In 2010, the Parish of Nettlebed lost the school on the land, as Oxfordshire County Council closed the facility, with ambitions to open a larger school with improved facilities in a new location. Furthermore, believing they owned the land, the Council sold the development to a property developer for £1.3m.

On hearing that this sale had taken place, the heirs of Robert Fleming, began proceedings against the council, citing s.2. of the Act, specifically the part which stated if the land was no longer used for educational purposes it would revert to the owner or their heirs.

In the first instance, the heirs took their case to the England and Wales High Court (EWHC) and lost their case. They then appealed this verdict at the England and Wales Court of Appeal, which reversed the decision of the EWHC. The Court of Appeal then ordered the sale proceeds the Council had received to be distributed amongst Fleming’s heirs (Rittson-Thomas v Oxfordshire County Council, 2019 EWCA Civ 200).

The Council then took their case to the Supreme Court, arguing their case that they always planned to sell the Nettlebed site to help pay for the costs of the new school. It argued that the school’s pupils moved to the new premises in Feb 2006, and the sale of Nettlebed was completed 18 months later.

It was once the pupils left the site, that Fleming’s heirs argued s.2 was enacted, thus meaning the land would be passed back to them. However, the Supreme Court thought otherwise.

The Supreme Court drew attention to s.14 of the Act, which provides that if the school need new premises, the school’s trustees have the power to sell or exchange the donated land so as to enable the school to move to a different site. The Court also accepted the Council’s argument that, practically speaking the pupils at the old site needed to be moved away before the old site was sold, and so the Act could not be interpreted as requiring the site to be sold before the school was moved.

Making a unanimous judgement, Lady Arden and Lord Burrows said:

“The site had not ceased to be used for the purpose of Nettlebed School, even after the school had moved, as it was always the council’s intention to use the proceeds of the sale to pay off the cost of the new school premises.”

They noted that although, at one time, the judiciary appears to have thought that the protection of the grantor’s interests should prevail, it should nowadays lean towards the continuation of the charitable educational purposes set out in s.2 of the Act.

The Court duly held that the plot had not reverted to the benefactor’s estate after the sale Robert Fleming but had remained in the council’s possession. Thus, the proceeds of the sale will not be distributed among Fleming’s heirs (Rittson-Thomas v Oxfordshire County Council, 2021 UKSC 13).

Andrew Wilkinson, Partner and Head of Inheritance Disputes at Lime Solicitors, commented:

“The High Court dismissed the Fleming family’s claim initially, but that decision was reversed on appeal. The Supreme Court have found in favour of the council, concluding that the “reverter” was not triggered and therefore that the land was still being used for the purposes of the Nettlebed school, even though it had moved.

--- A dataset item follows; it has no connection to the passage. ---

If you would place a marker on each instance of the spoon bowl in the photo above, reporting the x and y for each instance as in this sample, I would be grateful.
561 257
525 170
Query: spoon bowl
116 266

“Importantly, the court concluded that they should lean towards the continuation of the original purpose of the gift, rather than trying to find reasons why the land should revert. This is consistent with the court’s general approach in cases like this to try and give effect to a donor’s intentions as best they can.

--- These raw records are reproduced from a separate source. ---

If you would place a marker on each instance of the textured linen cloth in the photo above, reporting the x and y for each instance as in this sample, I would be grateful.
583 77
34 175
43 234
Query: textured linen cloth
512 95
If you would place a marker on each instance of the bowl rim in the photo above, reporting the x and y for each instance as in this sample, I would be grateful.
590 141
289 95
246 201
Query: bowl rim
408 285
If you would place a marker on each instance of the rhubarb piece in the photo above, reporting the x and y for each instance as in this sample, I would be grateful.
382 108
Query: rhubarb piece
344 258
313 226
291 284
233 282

“This case has also served as a useful reminder of the risks of making a gift to a charity for a specific purpose. Time moves on, and so can a charity’s objectives and projects. It is important to give thought to that possibility, and, wherever possible, make the gift as flexible as possible, allowing the charity to best use the donation as they see fit, as and when those assets are received.

“There is one of a few pieces of legislation from the 1800s that remains on the statute books, but it still has application, particularly for schools that date back to the Victorian era, and where they might find themselves in the position of wanting to move sites. However the clear message from this decision is that the court will do what they can to allow the charitable purpose to continue, rather than the land reverting to the donor’s family.”